Après cette apologie éloquente et habile, Milosch exhortait ses sujets à la concorde ; il leur demandait aussi un supplément d’efforts et de patience jusqu’au jour où la Serbie aurait reconquis ses droits, car il serait honteux de tout perdre au moment de tout gagner. « Pour moi, disait-il, ma conscience me rend ce témoignage que j’ai rempli mon devoir dans la mesure de mes forces et selon ce qu’ordonnaient les circonstances publiques. J’ai offert ma vie en sacrifice, j’ai méprisé la mort, je me suis exposé à vos injustes reproches, j’en ai eu le cœur déchiré, et cependant je vous ai pardonné tout, ne songeant qu’à établir solidement les droits de mon pays, à les établir pour des siècles et à vous rendre heureux.

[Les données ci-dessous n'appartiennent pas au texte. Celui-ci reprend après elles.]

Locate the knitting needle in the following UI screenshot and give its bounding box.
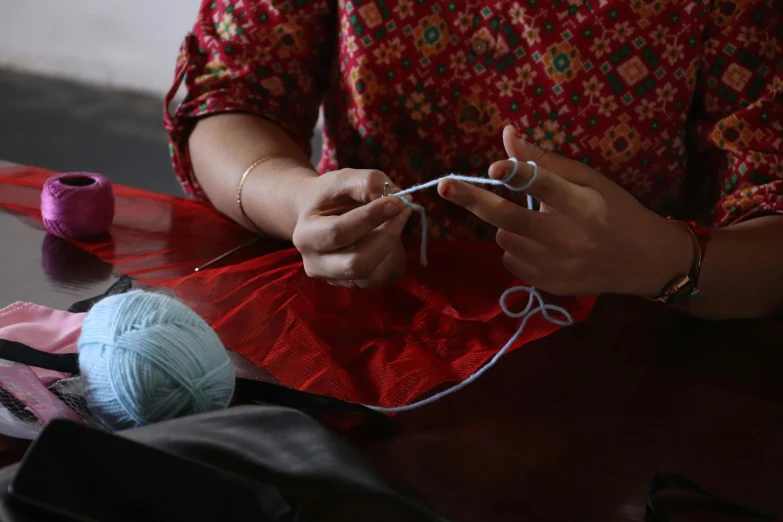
[194,237,261,272]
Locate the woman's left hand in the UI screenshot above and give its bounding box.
[438,127,693,297]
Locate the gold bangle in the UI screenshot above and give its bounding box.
[237,156,281,232]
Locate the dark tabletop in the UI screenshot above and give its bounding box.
[0,166,783,522]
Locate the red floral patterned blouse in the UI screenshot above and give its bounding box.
[166,0,783,239]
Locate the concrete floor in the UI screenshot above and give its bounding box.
[0,69,320,194]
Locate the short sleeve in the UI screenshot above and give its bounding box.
[164,0,336,199]
[692,0,783,227]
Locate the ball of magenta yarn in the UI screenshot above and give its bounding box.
[41,172,114,239]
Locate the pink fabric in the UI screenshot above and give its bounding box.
[0,302,87,386]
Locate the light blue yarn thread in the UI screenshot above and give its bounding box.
[365,158,574,413]
[78,291,235,429]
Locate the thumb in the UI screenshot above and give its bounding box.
[503,125,595,186]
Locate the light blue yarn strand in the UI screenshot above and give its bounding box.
[365,158,574,413]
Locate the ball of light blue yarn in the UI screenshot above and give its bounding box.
[79,291,234,429]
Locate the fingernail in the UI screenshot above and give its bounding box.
[383,198,405,217]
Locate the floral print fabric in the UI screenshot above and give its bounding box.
[166,0,783,239]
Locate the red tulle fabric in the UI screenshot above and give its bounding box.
[0,168,595,407]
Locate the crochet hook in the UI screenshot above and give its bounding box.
[194,236,261,272]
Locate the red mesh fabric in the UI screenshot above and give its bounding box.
[0,168,595,407]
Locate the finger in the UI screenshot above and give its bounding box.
[297,198,405,253]
[356,243,405,289]
[503,125,592,186]
[489,160,592,213]
[438,179,558,241]
[331,169,400,203]
[309,211,410,280]
[495,229,550,260]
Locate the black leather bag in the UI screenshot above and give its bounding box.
[0,406,445,522]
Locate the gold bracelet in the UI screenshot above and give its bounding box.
[237,156,281,232]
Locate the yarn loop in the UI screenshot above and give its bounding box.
[366,158,574,413]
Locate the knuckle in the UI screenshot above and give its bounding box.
[495,229,512,251]
[323,223,346,247]
[344,256,371,279]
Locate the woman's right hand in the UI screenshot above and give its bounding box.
[293,169,411,288]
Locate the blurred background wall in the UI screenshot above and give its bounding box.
[0,0,320,194]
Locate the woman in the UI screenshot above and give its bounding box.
[166,0,783,318]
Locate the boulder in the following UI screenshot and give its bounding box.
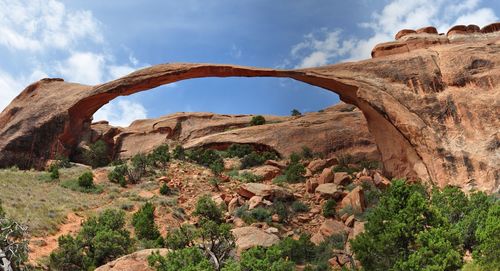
[240,165,281,180]
[416,26,438,35]
[318,168,334,184]
[306,178,319,193]
[340,186,366,213]
[333,172,351,185]
[315,183,343,199]
[232,226,280,255]
[319,219,351,237]
[248,196,263,210]
[394,29,417,40]
[95,251,169,271]
[237,183,293,200]
[0,24,500,192]
[307,158,336,174]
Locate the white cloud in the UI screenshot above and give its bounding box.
[284,0,498,68]
[229,44,242,59]
[0,71,23,110]
[0,0,103,51]
[94,98,147,127]
[57,52,105,85]
[0,0,147,125]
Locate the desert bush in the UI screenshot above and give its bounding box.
[132,202,160,240]
[108,165,128,186]
[153,196,235,271]
[302,146,314,159]
[48,164,59,180]
[208,177,221,191]
[83,140,110,168]
[351,180,500,270]
[283,163,306,183]
[250,115,266,126]
[160,183,173,196]
[50,210,133,271]
[193,195,224,223]
[78,171,94,188]
[0,202,29,270]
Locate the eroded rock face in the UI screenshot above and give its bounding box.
[97,103,379,160]
[0,24,500,191]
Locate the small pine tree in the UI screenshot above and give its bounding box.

J’ai réussi, je touche le but, et je remercie Dieu de cette grâce immense, de ce don inestimable. Voilà ce que j’ai fait ; à vous désormais de maintenir mon œuvre… Un gouvernement faible et lâche remettrait tout en question et en péril ; c’est en faisant régner une justice inflexible que le prince remplira son devoir, ce devoir dont il doit compte au peuple, aux deux empereurs, à Dieu et à sa conscience. Ma conscience et le témoignage de mes actions connues du monde entier, voilà le prix de mes labeurs et de mes peines. Le monde les connaît, et nos fils les connaîtront comme la génération présente. » Des acclamations éclatèrent, l’assemblée exprima ses remercîmens au prince, et les membres de la skouptchina se séparèrent aux cris de « vive le hospodar ! vive le sultan ! vive l’empereur de Russie ! »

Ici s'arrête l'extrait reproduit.